Over the past 65 years, the federal government has led the way in sponsoring programs to help farmers. In general, these programs can be divided into four categories: price supports, crop restrictions, direct payments, and import quotas.

Price-support programs set a minimum price for selling a commodity. The government purchas­es those goods that remain unsold. In 1984 the total value of grains, dairy products, cotton, and tobacco held by the government as part of its price-support programs came to over $7 billion.

Crop restrictions seek to raise farm income by reducing production. In a 1985 farm bill, for example, farmers who agreed to limit the number of acres devoted to growing a particular crop were guaranteed a minimum price for the crops they actually produced.

Direct payments are exactly that - payments to farmers by the federal government. One form of direct payment, known as "deficiency payments," was introduced by the Agriculture Act of 1973. Under the provisions of that law, farmers received a "deficiency payment" whenever the selling price of a particular commodity fell below the price-sup­port point.

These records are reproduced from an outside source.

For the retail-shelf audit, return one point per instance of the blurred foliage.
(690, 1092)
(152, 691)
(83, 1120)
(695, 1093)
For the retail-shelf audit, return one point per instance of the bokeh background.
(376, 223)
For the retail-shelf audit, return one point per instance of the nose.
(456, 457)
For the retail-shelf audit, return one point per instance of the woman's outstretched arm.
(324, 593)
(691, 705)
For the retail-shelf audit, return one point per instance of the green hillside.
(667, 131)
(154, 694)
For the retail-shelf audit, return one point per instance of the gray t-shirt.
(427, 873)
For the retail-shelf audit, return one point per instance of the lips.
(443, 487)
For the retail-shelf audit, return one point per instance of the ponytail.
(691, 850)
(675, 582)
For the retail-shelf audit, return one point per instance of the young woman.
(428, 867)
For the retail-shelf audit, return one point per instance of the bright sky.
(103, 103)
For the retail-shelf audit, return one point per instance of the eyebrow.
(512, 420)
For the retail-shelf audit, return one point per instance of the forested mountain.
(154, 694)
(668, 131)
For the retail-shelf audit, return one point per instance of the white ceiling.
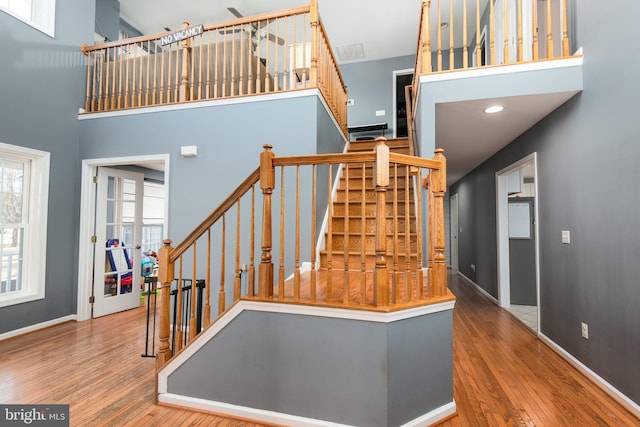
(385, 29)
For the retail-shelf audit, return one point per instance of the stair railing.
(378, 187)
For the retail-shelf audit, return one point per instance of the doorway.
(99, 259)
(517, 226)
(401, 79)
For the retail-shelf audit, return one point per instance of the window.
(24, 187)
(40, 14)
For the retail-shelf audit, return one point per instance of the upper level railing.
(238, 238)
(268, 53)
(463, 34)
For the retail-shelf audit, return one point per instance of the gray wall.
(346, 371)
(587, 168)
(41, 86)
(370, 85)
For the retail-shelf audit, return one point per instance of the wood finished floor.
(503, 375)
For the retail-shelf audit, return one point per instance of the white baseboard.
(279, 418)
(36, 327)
(482, 291)
(616, 394)
(434, 416)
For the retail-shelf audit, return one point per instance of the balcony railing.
(463, 34)
(262, 54)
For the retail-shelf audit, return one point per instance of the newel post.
(426, 43)
(439, 282)
(381, 182)
(184, 78)
(314, 18)
(165, 277)
(267, 182)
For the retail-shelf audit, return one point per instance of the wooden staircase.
(354, 208)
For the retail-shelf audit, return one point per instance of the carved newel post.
(267, 182)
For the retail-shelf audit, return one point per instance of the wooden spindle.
(492, 31)
(363, 236)
(165, 277)
(465, 41)
(329, 285)
(281, 269)
(252, 248)
(565, 30)
(520, 39)
(439, 56)
(207, 305)
(439, 282)
(312, 282)
(381, 182)
(345, 234)
(237, 283)
(267, 181)
(222, 294)
(535, 47)
(478, 36)
(296, 271)
(192, 315)
(549, 31)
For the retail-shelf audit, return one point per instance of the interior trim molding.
(616, 394)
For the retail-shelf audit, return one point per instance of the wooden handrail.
(215, 215)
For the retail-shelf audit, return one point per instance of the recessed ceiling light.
(494, 109)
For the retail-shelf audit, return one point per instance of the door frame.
(87, 220)
(502, 229)
(454, 227)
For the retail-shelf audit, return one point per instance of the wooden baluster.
(439, 38)
(534, 13)
(426, 30)
(492, 32)
(233, 65)
(222, 295)
(207, 298)
(452, 59)
(281, 270)
(565, 30)
(267, 181)
(165, 277)
(252, 249)
(394, 274)
(315, 43)
(192, 319)
(439, 282)
(238, 279)
(296, 271)
(363, 237)
(312, 283)
(505, 8)
(465, 42)
(407, 235)
(478, 36)
(381, 182)
(184, 82)
(345, 234)
(329, 287)
(549, 31)
(520, 40)
(179, 315)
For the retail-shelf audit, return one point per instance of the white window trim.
(43, 16)
(35, 237)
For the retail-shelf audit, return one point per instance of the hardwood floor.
(503, 375)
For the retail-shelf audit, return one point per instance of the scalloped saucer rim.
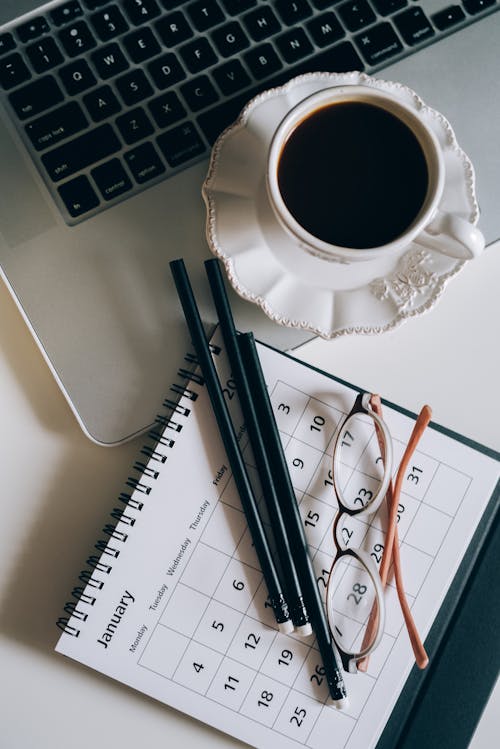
(390, 292)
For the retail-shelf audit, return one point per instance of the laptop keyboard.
(113, 97)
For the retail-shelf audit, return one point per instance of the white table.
(56, 485)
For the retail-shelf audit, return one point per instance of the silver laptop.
(109, 109)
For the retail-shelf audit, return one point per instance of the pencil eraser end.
(286, 628)
(341, 704)
(304, 630)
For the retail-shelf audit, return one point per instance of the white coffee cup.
(432, 227)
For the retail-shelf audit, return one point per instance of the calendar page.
(176, 605)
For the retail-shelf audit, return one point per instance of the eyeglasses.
(362, 478)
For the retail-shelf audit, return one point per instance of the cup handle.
(452, 235)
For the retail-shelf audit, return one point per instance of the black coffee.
(353, 175)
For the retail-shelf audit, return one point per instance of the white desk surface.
(56, 489)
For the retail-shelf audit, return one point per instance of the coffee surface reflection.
(353, 175)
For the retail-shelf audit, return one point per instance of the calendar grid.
(252, 685)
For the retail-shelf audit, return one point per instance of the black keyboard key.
(32, 29)
(7, 43)
(261, 23)
(230, 39)
(263, 61)
(134, 125)
(205, 13)
(78, 196)
(66, 13)
(109, 61)
(77, 38)
(215, 120)
(171, 4)
(166, 71)
(388, 7)
(77, 77)
(109, 23)
(476, 6)
(140, 11)
(198, 55)
(378, 43)
(133, 87)
(181, 144)
(294, 45)
(325, 29)
(356, 14)
(338, 59)
(13, 71)
(36, 97)
(57, 125)
(141, 45)
(93, 4)
(44, 55)
(81, 152)
(144, 163)
(449, 16)
(199, 93)
(293, 11)
(413, 25)
(167, 109)
(111, 179)
(101, 103)
(174, 29)
(236, 7)
(231, 77)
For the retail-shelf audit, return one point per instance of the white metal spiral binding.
(100, 566)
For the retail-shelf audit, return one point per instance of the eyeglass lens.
(352, 605)
(358, 464)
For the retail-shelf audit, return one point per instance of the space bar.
(340, 59)
(81, 152)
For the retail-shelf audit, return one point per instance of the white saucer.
(293, 287)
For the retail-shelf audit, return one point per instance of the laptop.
(108, 113)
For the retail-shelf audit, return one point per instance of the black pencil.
(290, 580)
(231, 445)
(291, 514)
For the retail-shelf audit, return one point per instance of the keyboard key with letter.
(81, 152)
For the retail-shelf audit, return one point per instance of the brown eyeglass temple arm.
(391, 547)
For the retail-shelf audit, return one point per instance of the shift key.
(81, 152)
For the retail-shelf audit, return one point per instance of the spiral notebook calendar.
(172, 602)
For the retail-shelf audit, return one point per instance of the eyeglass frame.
(371, 406)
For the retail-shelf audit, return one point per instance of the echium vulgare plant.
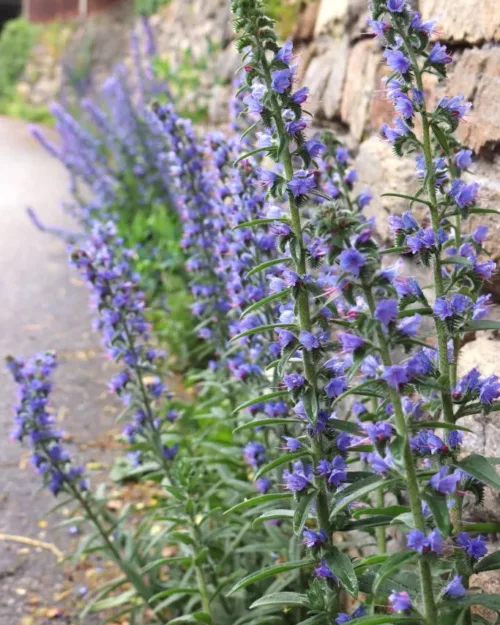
(413, 477)
(197, 477)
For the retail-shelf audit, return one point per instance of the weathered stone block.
(361, 71)
(464, 20)
(477, 75)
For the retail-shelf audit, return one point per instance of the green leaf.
(384, 619)
(489, 563)
(392, 565)
(272, 515)
(264, 422)
(114, 602)
(263, 328)
(413, 198)
(482, 324)
(247, 154)
(302, 512)
(439, 508)
(267, 264)
(441, 137)
(264, 301)
(341, 565)
(345, 426)
(260, 222)
(387, 511)
(455, 260)
(269, 571)
(359, 489)
(491, 601)
(277, 462)
(281, 598)
(257, 400)
(169, 592)
(480, 468)
(258, 501)
(424, 425)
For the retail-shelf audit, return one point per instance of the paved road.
(42, 305)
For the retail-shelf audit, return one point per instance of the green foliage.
(16, 42)
(149, 7)
(183, 77)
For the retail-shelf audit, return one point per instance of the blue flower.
(314, 539)
(455, 588)
(352, 261)
(439, 55)
(463, 159)
(386, 311)
(308, 340)
(396, 6)
(281, 80)
(302, 183)
(292, 444)
(294, 381)
(397, 61)
(285, 53)
(445, 483)
(395, 375)
(400, 601)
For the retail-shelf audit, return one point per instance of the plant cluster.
(319, 478)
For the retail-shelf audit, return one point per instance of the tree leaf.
(281, 598)
(302, 512)
(341, 565)
(392, 565)
(257, 400)
(263, 422)
(272, 515)
(267, 264)
(480, 468)
(277, 462)
(269, 571)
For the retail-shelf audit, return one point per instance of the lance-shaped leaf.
(391, 566)
(273, 515)
(269, 571)
(261, 398)
(360, 489)
(267, 264)
(264, 328)
(258, 423)
(341, 566)
(281, 598)
(277, 462)
(264, 301)
(258, 501)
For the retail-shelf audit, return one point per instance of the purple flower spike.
(455, 588)
(400, 601)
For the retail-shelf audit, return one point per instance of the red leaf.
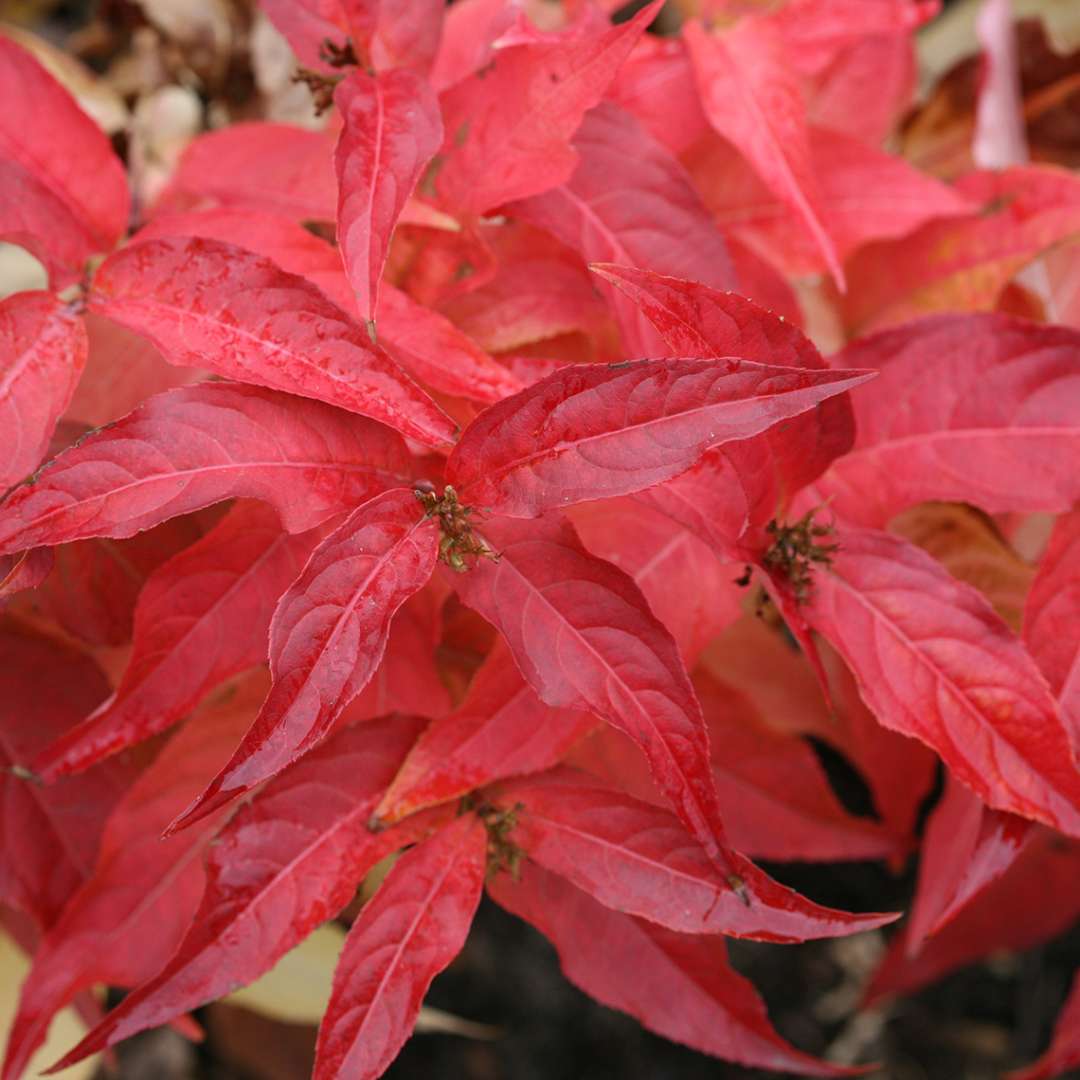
(470, 29)
(295, 174)
(407, 34)
(307, 24)
(25, 570)
(210, 305)
(281, 867)
(422, 341)
(201, 618)
(328, 635)
(122, 370)
(36, 218)
(95, 583)
(61, 146)
(656, 85)
(385, 34)
(688, 589)
(990, 417)
(878, 72)
(198, 445)
(501, 729)
(677, 985)
(778, 683)
(50, 834)
(407, 680)
(540, 292)
(694, 320)
(124, 921)
(777, 799)
(934, 661)
(406, 934)
(963, 264)
(1064, 1051)
(392, 129)
(1036, 900)
(280, 239)
(584, 637)
(509, 126)
(631, 202)
(967, 847)
(598, 431)
(818, 31)
(637, 859)
(43, 350)
(433, 350)
(752, 97)
(864, 194)
(774, 797)
(1052, 615)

Deficiency payments were also a fea­ture of the 1985 farm bill.

Import quotas limit the amount of foreign com­modities allowed to enter this country. Sugar is one of the crops that has consistently been pro­tected by import quotas. Since the domestic price of sugar is about four times the world price, limit­ing imports enables domestic producers to remain in business.

Should Aid Continue? "No" say those opposed to federal farm programs. Critics of American farm pol­icy argue that federal programs benefit large corpo­rate farms more than needy family farmers, and place an unfair burden on consumers and taxpayers.

For example, The 1987 Economic Report of the President noted that one large California cotton pro­ducer received more than $12 million in crop pay­ments; the crown prince of Liechtenstein received a farm subsidy of more than $2 million; and 112 dairy producers in California, Florida, Idaho, Texas, and Arizona received payments exceeding$ 1 million under a dairy program. Meanwhile, the report contin­ued, government benefits "provided little assistance to those suffering the greatest financial hardship."

Critics of the farm programs also argue that they place an unfair burden on consumers and taxpayers. By interfering with the forces of supply and demand, they say, government policy serves to raise food prices. In addition, the overproduction that these policies fos­ter is costly to the government and to taxpayers who ultimately pay to purchase and store the surplus. If farmers are unable to make a go of it on their own, they continue, let them quit farming and enter some other line of work. After all, hundreds of small businesses collapse every year, and taxpayers and the gov­ernment do not keep those inefficient firms alive. However, those who support the federal farm pro­grams say "Yes." They want to continue aid because agriculture is different from other businesses. They argue that although farmers represent only 3 per­cent of the labor force, agriculture generates jobs in many other industries. It has been estimated that as much as 20 to 25 percent of all U.S. economic activi­ty is based in part on farming. Further, since people cannot survive without food, it is in everyone's inter­est to make sure the nation maintains a vigorous farm economy. If Americans were to allow foreign competition to put farmers out of business, who would feed us if the supply of food were interrupted?

Supporters also point out that according to U.S. budget figures, farmers are not the largest recipi­ents of federal subsidies. In fact, the estimated $15.7 billion in outlays for agricultural programs in 1993 representedjust 1 percent of government spending that year.